Congressional Budget Office Baseline Estimate May Spell Challenges for Farm Bill
The Congressional Budget Office’s (CBO) release of the baseline for the 2023 farm bill revealed that the Biden administration’s re-evaluation the Thrifty Food Plan may create some problems. This plan, which plays a role in determining Supplemental Nutrition Assistance Program (SNAP) benefits, will more than likely lead to an increase in SNAP benefits. But CBO says the SNAP outlays are projected to fall by $21 billion in 2023 to $127 billion because pandemic-related benefits will end, but those benefits will be substantially higher in future years than in 2020, when the cost was $79 billion.
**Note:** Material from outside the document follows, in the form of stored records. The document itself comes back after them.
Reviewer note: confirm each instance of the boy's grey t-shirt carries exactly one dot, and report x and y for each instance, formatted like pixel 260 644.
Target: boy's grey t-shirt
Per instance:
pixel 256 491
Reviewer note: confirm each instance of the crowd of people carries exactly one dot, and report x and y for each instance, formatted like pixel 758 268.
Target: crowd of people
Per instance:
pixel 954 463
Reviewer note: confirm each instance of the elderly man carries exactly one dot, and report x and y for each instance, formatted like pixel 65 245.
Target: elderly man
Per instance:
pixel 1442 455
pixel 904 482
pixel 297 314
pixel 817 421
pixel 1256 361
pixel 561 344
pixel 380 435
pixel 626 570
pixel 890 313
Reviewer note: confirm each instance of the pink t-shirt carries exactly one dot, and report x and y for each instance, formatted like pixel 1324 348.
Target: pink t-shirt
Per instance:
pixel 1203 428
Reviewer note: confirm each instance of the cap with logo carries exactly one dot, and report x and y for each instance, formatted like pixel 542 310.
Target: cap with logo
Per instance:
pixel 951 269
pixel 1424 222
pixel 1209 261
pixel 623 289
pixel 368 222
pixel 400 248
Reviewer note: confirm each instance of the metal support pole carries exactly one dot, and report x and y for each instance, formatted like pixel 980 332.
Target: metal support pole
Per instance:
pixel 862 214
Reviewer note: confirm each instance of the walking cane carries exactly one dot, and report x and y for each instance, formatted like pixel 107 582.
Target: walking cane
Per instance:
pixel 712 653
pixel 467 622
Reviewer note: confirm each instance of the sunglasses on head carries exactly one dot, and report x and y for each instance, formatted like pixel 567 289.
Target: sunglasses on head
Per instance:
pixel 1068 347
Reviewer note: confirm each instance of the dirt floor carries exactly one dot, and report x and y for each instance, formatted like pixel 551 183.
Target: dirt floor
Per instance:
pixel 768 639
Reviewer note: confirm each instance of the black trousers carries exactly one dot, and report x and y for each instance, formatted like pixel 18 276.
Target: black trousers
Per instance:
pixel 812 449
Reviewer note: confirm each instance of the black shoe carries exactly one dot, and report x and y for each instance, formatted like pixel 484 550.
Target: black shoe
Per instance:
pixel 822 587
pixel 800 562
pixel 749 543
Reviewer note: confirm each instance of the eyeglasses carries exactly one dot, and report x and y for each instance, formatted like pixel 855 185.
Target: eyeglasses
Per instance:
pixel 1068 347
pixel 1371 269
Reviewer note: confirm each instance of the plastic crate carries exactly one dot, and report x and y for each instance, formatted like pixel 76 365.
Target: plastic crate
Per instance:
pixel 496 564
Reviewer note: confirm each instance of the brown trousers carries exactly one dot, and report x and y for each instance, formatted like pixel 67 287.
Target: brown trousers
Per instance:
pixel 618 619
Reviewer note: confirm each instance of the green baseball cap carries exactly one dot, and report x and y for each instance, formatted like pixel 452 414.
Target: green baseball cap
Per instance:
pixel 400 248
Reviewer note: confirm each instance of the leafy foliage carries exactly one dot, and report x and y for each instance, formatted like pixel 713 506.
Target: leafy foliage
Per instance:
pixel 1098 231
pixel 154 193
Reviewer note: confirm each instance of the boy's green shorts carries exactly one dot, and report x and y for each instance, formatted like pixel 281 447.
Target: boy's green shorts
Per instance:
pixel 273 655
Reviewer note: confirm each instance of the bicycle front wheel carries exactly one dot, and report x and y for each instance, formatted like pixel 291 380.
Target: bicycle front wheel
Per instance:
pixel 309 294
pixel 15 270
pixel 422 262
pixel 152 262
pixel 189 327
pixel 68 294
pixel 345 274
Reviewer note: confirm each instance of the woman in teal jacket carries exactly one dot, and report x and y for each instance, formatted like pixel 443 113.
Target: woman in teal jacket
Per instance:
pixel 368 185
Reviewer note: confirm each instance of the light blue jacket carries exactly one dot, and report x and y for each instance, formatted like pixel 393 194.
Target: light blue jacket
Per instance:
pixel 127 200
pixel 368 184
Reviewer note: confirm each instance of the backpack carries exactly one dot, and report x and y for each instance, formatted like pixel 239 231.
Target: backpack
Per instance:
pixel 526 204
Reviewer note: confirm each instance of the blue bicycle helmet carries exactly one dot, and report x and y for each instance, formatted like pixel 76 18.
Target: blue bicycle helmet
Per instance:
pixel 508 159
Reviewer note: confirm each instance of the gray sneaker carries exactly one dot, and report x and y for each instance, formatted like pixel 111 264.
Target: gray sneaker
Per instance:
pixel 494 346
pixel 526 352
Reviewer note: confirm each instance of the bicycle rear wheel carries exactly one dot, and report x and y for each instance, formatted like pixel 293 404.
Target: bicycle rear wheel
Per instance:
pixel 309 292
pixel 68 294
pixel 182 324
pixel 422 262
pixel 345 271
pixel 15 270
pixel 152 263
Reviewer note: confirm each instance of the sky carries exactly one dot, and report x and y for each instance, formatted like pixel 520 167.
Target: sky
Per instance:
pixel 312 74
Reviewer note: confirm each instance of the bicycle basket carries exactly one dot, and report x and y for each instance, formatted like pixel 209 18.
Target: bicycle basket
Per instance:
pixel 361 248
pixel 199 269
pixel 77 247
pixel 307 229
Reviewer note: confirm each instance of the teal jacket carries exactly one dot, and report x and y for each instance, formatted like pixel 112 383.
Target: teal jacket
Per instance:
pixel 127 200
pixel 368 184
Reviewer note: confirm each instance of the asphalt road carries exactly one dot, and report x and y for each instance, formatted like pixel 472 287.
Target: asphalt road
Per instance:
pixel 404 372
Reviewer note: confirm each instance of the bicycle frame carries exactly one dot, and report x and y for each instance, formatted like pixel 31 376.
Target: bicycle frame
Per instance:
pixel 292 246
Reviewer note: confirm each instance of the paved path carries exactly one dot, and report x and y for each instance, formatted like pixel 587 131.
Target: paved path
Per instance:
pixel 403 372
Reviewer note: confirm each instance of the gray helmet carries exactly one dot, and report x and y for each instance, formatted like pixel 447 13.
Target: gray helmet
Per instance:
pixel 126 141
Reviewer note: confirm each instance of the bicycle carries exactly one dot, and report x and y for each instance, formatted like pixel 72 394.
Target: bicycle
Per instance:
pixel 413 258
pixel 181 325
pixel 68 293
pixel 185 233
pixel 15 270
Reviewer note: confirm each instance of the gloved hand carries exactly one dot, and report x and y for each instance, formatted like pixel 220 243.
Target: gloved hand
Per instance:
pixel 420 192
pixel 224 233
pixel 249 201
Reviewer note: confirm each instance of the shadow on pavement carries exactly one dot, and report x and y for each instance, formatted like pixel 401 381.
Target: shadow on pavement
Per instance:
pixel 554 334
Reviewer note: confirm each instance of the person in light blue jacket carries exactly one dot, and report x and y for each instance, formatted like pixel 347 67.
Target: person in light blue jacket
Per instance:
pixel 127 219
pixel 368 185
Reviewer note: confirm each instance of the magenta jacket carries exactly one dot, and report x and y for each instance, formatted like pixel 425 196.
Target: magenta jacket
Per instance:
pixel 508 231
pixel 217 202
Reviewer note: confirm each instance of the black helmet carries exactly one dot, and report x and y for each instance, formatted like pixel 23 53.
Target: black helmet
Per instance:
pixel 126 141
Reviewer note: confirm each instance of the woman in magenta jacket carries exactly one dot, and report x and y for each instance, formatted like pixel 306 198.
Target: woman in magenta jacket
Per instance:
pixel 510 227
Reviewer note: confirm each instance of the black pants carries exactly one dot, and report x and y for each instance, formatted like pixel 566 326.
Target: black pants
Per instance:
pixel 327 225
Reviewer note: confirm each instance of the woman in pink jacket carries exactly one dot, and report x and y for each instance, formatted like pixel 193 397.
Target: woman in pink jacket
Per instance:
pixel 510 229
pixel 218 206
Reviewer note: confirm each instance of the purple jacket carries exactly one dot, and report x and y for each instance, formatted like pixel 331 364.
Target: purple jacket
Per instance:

The Government Accountability Office (GAO) issued a report in December that said USDA “made this update without key project management and quality assurance practices in place.” The CBO forecasts for USDA’s two main commodity programs — Price Loss Coverage (PLC) and Agricultural Risk Coverage (ARC) — are forecast through 2025 to each pay out few payments. PLC is forecast to cost $32.1 billion from FY 2023-33 while ARC-County is forecast at $16.2 billion over that time.
CBO estimates the bulk of those payments will not begin until 2026, suggesting either changes in policy or declines in commodity prices. CBO also projects a roughly $2 billion-per-year increase in costs for crop insurance over the next decade as well, amounting to $23 billion over ten years. CBO also forecasts crop insurance-insured acreage will top 510 million acres for FY 2023 and will eventually rise to cover 549 million acres.
CBO continues that “baseline budget projections are intended to show what would happen to federal spending, revenues, deficits, and debt if current laws governing spending and taxes generally remained the same. Changes to laws — particularly those affecting fiscal policies — could lead to budgetary outcomes that diverged considerably from those in the baseline.”